The 2011 Conservation Biology paper by Herr, Klicka and Sykes raised an important question about "both" painted buntings. Based on that research, the American Ornithologists Union (AOU) debated whether to leave the birds as two subspecies, or to designate them as two completely separate species.

"The results of our study suggest that the Atlantic Coast painted bunting should be recognized as an independently evolving taxonomic unit," wrote Herr and co-authors in their paper. "It is apparent that all birds from the interior [western painted buntings] are more genetically related to each other than to any Atlantic Coast bird. Any subsequent conservation efforts or recovery goals should treat... these populations as separate management units."

Nonetheless, the question received an unexpected answer from the AOU. Many birders and ornithologists were surprised that the organization opted to leave the birds as one species with two subspecies.

A View of the Future

Whether one species or two, what does the future hold for painted buntings?

As the sea level rises, the ocean is stealing ashore in South Carolina and throughout the Southeast.
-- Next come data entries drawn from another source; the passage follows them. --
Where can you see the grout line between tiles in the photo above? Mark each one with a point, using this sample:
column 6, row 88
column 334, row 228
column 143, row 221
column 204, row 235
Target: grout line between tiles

One inch at a time, it's claiming the land. Even greater is the bird's habitat loss to land use change from rapid human population growth.

Warming conditions combined with habitat loss may already be enticing painted buntings to head north of the Carolinas, currently the eastern subspecies' northern limit. Scientists are keeping a keen eye on trends. This past winter (2017-18), "wrong way" birds were glimpsed in Virginia, Connecticut, New York and Vermont.

"It's important to find out what's happening to painted buntings on their wintering grounds as well as on their spring nesting territories," Given says, before errant beach walkers on Captain Sams Spit, and all of us, lose these brilliantly-colored birds without equal.